Friday, Apr. 05, 1963
The Boris Boom
The Czar's torment is terrible--but is it madness or fatal grief? He lives out his last days in the hollow splendor of his Russian palace, haunted by the child king he has murdered, as frightened of his own evil as of the false pretender who is coming through the winter forests to kill him. At last he dies, and in dying Boris Godunov demands an all-but-impossible mystic triumph of the bassos who sing his tragic role: his final prayer must be torn from a soul already lost, from lips already dead. Yet in the last few years, no role in all grand opera has grown so rich in men who sing it superbly.
You Are Boris. Every basso is his own Boris, and the six who sing it best differ widely in their interpretation of the role. The Metropolitan Opera's Jerome Hines conducted a hit-and-run seminar in psychology some years ago and concluded that Boris was a hysteric and a manic-depressive. Boris' death, Hines has decided, is from cerebral hemorrhage, and he induces it onstage by temple-pounding. Bulgarian Basso Boris Christoff sees the tortured Czar as a man who "dies of his own sin, his own dishonesty--not heart trouble or mental illness." At the Met this season, operagoers have seen George London's Boris die twice (broken by the weight of genius); last week's schedule brought Giorgio Tozzi (a tender Boris enraged to death).
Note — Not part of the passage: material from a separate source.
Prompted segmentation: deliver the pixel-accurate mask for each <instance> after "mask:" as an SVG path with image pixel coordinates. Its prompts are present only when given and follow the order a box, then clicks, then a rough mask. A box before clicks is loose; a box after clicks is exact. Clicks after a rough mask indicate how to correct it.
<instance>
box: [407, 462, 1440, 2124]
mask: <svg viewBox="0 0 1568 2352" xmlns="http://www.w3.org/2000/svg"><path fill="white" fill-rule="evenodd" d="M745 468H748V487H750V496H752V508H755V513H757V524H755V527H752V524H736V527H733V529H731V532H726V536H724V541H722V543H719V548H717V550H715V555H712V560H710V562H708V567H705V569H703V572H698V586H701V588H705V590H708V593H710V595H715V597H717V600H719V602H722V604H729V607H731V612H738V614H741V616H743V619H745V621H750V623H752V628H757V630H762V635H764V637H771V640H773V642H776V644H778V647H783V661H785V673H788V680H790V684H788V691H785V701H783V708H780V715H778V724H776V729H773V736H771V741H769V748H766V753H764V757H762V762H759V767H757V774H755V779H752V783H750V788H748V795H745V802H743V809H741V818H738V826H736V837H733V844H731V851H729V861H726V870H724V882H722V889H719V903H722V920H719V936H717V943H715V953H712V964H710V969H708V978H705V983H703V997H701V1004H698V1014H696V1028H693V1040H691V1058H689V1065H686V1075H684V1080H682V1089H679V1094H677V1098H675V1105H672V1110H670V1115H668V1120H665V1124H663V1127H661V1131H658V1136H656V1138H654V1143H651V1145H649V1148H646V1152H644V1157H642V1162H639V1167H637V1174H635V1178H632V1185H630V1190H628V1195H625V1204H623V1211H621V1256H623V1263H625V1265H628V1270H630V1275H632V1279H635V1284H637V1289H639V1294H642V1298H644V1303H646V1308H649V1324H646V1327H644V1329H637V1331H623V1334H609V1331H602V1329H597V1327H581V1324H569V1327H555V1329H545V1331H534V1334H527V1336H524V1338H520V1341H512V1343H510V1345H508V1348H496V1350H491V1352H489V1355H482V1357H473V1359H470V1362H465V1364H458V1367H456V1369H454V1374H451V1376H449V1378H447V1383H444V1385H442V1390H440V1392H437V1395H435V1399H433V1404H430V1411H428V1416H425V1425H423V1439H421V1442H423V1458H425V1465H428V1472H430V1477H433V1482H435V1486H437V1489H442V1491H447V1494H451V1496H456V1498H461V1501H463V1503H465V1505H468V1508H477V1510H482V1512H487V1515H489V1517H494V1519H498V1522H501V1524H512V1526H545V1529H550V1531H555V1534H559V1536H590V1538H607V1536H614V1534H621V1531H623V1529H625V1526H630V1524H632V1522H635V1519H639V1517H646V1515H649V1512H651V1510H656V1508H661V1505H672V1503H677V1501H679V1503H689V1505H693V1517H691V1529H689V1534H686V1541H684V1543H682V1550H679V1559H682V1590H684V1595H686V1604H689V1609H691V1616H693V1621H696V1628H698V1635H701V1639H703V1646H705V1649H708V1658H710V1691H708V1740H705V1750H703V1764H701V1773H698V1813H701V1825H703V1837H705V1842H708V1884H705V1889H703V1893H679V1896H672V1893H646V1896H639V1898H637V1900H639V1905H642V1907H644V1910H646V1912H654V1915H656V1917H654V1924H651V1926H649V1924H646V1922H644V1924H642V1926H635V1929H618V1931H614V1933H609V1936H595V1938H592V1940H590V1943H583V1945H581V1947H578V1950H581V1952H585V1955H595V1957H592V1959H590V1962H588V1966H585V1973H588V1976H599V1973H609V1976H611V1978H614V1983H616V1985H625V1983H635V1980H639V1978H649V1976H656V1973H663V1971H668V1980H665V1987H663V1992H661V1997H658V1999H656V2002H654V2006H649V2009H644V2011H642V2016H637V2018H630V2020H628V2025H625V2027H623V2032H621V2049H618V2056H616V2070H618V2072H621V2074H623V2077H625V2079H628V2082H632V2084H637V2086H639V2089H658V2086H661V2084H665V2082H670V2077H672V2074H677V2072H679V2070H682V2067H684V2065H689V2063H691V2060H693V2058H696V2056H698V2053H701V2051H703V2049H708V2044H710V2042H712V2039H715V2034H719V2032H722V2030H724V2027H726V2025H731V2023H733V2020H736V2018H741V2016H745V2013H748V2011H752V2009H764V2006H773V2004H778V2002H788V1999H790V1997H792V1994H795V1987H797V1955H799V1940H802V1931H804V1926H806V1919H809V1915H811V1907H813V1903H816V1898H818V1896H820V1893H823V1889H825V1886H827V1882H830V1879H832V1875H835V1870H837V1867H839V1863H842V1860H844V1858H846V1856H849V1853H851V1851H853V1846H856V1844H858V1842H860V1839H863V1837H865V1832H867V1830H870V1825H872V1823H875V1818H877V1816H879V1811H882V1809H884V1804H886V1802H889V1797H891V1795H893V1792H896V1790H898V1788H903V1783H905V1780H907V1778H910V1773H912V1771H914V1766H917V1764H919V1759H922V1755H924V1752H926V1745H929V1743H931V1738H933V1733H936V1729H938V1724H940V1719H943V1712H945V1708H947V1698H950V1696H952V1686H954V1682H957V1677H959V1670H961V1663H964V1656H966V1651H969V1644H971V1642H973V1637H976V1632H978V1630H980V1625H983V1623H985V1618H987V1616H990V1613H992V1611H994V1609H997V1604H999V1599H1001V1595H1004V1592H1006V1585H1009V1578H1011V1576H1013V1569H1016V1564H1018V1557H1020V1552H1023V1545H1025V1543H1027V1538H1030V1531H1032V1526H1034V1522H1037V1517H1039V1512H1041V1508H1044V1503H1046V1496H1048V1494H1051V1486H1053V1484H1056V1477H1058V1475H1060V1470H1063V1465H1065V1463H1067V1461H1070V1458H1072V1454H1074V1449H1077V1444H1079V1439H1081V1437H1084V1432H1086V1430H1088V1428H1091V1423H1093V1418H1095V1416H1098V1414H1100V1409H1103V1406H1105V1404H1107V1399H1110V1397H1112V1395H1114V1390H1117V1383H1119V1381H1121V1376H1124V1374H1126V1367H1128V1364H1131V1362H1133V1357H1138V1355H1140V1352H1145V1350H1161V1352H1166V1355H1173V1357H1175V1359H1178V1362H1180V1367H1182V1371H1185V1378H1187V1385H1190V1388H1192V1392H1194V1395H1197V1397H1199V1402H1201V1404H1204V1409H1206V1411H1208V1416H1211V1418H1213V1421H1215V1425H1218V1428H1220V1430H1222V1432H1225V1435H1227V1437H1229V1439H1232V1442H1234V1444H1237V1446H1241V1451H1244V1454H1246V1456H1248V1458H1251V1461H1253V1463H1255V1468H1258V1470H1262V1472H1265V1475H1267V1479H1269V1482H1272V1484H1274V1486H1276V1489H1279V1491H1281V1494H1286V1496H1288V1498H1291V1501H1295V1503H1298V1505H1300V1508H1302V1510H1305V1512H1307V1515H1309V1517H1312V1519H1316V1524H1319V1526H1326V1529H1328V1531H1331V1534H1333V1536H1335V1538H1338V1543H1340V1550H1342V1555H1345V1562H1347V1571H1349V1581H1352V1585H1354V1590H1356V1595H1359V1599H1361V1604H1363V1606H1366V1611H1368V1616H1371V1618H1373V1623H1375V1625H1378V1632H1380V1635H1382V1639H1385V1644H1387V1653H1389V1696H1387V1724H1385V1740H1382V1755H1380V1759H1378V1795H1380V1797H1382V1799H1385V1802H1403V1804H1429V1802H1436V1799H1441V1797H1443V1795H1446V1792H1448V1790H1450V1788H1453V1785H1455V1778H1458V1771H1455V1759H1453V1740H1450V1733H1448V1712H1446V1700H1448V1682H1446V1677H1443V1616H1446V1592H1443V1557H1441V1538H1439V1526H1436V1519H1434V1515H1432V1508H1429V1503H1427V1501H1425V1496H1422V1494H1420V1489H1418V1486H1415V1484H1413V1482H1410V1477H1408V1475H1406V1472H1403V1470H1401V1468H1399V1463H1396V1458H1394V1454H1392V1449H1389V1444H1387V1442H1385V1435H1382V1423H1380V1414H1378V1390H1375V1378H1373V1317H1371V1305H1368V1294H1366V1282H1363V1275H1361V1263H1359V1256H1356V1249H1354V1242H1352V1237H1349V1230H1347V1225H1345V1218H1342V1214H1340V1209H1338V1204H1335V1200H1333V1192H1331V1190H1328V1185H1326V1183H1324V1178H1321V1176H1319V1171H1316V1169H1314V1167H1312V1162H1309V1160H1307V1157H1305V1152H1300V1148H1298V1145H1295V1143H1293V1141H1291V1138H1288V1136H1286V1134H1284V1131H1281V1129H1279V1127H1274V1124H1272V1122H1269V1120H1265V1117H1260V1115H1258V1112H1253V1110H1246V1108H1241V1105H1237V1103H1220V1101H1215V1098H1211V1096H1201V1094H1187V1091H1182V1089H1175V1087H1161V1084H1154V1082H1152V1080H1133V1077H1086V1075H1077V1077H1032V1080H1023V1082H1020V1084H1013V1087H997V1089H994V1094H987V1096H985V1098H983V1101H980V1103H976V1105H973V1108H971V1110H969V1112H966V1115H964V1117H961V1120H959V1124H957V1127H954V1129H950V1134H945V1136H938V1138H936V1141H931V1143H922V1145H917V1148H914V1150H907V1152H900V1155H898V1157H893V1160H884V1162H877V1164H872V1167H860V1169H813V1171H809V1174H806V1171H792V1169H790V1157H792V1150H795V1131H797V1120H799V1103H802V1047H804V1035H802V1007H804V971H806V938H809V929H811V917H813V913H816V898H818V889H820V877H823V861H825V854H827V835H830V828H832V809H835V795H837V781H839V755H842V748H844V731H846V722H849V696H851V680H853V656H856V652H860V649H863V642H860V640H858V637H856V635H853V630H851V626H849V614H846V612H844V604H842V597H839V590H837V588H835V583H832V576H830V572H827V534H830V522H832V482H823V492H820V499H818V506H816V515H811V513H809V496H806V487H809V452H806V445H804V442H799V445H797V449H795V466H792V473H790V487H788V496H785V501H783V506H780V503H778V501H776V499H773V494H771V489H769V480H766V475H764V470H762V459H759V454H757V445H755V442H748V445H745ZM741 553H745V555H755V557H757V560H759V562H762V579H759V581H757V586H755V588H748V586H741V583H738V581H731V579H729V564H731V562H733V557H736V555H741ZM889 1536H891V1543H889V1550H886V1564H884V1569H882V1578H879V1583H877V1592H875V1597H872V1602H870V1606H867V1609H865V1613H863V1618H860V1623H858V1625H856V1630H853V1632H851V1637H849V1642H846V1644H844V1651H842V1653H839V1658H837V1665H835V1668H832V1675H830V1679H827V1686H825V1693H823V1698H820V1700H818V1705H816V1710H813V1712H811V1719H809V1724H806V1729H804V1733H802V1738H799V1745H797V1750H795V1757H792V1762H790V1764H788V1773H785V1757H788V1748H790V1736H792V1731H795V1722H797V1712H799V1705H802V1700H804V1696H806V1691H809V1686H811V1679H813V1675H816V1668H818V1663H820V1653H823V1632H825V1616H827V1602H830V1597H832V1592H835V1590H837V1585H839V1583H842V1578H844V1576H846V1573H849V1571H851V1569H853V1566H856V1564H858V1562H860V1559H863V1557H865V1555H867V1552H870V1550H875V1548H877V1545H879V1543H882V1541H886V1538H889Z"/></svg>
All the Borises must live with the towering memory of Feodor Chaliapin, who brought Mussorgsky's masterpiece out of Russia and, until his death in 1938, was always considered the best Boris. Since then, Chaliapin's Boris (anguished and anguishing) has been as intimidating as
Caruso's Canio in Pagliacci. But every modern Boris has at least one feather in his cap, and--since Russians still consider Boris their operatic masterwork--most of them come from Moscow. Both Hines and London have sung the role there, and both now claim to be about to make a recording of the opera with the Bolshoi company. Khrushchev himself applauded London, but last week, when Hines sang his Grand Guignol Boris at the Met, Soviet U.N. Ambassador Nikolai Fedorenko came backstage and said, "You are Boris."
You Were Boris. Just as Hines was preening over that, the Paris press was proclaiming a Soviet basso, Ivan Petrov, as the world's greatest Boris. Petrov came to town with 40 Ibs. of jeweled costumes and the rank of "Artist of the Soviet People." His Boris is ideologically and politically rehabilitated: "He is touched by the misery of the Russian people he tried to help," Petrov says. In Paris, Petrov brought a bouquet of flowers to Chaliapin's grave in the Batignolles Cemetery, then disclaimed the master's influence with a fashionable Russian proverb: "Better a bad originality than a perfect copy."
Outside Paris, Christoff is generally considered the best Boris, and his new recording (Angel) is unquestionably the top. London has also recorded the opera's great arias (Columbia), but his claim to the role is more in acting than in voice; his basso register is weak; his voice is a shade too high and light for Boris' thundering miseries. Cesare Siepi sang an unforgettable Boris at the Met for years, but his Mediterranean approach to the role introduces the irrelevant question of Whom Does Boris Love?
Boris' death scene gives every basso the dramatic treat of getting to pitch himself down a flight of stairs if he cares to. In Europe, Christoff and Petrov die quietly, as if by surprise, but the Met's staging invites a good fall. London, the intellectual Boris, dies intelligently--a heave, a cry, a little gasp, and he's gone, rolling gently down the stairs. Hines, though, plays it for all he's worth. Clawing the air, grasping his heaving chest, he cries his final line ("Forgive me! Forgive me!") and pitches himself headlong down the stairs. Surely it will be the end of him some day, and then there will only be five great Borises.